Wednesday, October 31, 2018

My Father (RIP 1935-2018)

It brings me great sadness to note the death of the most devoted reader of this blog- my father Patrick Farrelly passed away last week surrounded by family and love.

My father has been the single most influential person in my life. A nurse and Olympic athlete (at the tender age of 41), my father pushed me to excel in my career aspirations. Outside of myself, he is the only other person to have read everything I ever published.

My father was the most physically active person I have ever known. He would walk or bike for hours a day, every day. Missing a workout was very rare and when it happened it was a very big deal to him.

Because of my father's training as a nurse and elite athlete, he and I would have lengthy debates about the role of lifestyle vs genetics in longevity and disease. He was a big believer in living a healthy lifestyle. He never smoked and never drank alcohol (only once did I see him drink half a glass of red wine after I did some arm twisting about its potential health benefits!). He was still very active till the end. But sadly the progression of cancer eventually won the day.

My father received his diagnosis just over a year ago. And as I processed this development I was inspired to write yet another paper on combating aging. Watching the cancer progress and weaken the person I had known my whole life as physically active and cognitively engaged was very hard. My father and I talked briefly about the argument I was developing in this new paper. And he was thrilled, as always, when I shared the news with him this past summer that it was accepted for publication. Sadly, and ironically, he wasn't able to read the paper in which I argue that senescence is one of the greatest threats to our liberty this century. It is the first paper of mine he won't have the opportunity to read, and yet it is a paper about the plight of him and billions more this century.

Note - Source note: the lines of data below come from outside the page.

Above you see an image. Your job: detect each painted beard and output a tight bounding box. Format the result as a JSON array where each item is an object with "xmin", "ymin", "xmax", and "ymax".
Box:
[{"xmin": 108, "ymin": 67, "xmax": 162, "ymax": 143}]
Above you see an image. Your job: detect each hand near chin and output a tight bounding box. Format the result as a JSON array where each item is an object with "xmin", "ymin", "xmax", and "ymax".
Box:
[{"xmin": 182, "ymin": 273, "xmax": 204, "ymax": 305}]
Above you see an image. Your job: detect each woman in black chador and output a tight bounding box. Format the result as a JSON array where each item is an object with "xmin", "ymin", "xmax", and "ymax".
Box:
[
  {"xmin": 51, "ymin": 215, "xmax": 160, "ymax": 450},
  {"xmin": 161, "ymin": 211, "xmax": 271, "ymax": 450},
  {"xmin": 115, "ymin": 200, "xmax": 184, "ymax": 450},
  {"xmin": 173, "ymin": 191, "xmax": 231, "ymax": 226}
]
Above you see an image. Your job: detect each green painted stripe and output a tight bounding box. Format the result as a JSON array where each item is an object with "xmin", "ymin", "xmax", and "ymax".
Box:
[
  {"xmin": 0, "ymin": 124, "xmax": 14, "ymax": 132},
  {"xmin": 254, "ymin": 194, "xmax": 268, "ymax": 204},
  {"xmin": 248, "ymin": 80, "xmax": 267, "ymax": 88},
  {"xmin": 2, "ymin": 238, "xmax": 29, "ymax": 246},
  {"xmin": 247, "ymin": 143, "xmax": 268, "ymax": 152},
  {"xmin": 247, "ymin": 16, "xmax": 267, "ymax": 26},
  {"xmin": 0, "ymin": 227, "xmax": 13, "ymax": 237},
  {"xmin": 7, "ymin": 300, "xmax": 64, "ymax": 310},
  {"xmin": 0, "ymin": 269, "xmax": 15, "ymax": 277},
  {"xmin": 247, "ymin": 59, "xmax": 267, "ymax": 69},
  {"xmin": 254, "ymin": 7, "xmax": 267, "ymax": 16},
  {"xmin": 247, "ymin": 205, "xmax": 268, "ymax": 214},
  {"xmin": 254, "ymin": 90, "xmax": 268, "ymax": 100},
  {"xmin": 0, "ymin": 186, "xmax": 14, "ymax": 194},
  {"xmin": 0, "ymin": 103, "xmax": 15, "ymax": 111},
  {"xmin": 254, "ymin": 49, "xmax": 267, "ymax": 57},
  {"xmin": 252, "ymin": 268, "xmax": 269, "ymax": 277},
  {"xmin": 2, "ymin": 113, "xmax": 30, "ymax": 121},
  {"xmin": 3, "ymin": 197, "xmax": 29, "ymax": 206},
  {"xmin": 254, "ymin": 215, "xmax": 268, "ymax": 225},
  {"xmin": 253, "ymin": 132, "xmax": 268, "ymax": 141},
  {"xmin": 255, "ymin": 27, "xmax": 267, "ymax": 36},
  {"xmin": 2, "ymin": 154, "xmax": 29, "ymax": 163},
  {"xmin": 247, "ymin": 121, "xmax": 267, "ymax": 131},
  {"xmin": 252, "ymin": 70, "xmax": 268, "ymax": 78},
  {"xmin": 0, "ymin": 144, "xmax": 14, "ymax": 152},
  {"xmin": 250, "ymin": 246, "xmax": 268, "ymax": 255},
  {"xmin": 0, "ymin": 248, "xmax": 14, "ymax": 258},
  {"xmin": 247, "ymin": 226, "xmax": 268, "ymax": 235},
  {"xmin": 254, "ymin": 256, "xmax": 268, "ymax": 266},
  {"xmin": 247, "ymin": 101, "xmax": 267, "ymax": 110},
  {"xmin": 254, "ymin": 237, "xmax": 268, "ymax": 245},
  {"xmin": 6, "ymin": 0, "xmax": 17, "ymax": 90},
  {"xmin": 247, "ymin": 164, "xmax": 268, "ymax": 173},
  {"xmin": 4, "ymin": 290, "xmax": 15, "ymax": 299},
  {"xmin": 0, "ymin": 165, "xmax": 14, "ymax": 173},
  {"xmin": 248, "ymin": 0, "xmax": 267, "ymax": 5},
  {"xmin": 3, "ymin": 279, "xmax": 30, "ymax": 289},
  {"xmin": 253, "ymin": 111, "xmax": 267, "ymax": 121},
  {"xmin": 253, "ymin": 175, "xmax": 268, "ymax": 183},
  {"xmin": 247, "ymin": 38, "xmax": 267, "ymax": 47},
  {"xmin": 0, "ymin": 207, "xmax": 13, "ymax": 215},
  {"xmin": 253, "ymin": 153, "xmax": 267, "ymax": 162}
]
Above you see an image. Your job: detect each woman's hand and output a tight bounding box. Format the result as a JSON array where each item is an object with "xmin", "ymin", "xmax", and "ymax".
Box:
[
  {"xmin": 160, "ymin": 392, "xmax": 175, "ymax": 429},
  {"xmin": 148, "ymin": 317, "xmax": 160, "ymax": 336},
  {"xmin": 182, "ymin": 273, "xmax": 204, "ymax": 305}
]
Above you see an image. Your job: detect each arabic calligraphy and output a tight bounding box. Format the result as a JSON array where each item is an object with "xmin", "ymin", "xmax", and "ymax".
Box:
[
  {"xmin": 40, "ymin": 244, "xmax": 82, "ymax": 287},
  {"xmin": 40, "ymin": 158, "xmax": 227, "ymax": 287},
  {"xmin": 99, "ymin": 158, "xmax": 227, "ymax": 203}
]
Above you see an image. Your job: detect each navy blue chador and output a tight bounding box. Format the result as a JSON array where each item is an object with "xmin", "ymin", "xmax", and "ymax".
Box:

The paper will be forthcoming shortly here. This is the abstract:

In this article, I argue that senescence (biological aging) is one of the greatest threats to human freedom in the 21st century. The two most prominent conceptions of freedom are “negative” and “positive” liberty. The negative conception of liberty equates freedom with the absence of interference, whereas the positive conception equates freedom with having the capacity to be self-determining. By critically examining both the negative and positive conceptions of liberty, I make the case that senescence does violate our liberty, on both accounts of freedom. Also, if this is correct, then the development of an applied gerontological intervention ought to be considered an integral commitment of a society dedicated to freedom. An aging intervention holds great emancipatory potential for the world's aging populations.

I moved away from home over 22 years ago. And for over 20 years my father and I would talk on the phone at precisely 8:30pm on Tuesdays and Fridays. I already dearly miss those conversations, and his presence in my life. I would not be who I am today without the example he set for me as a human being and father.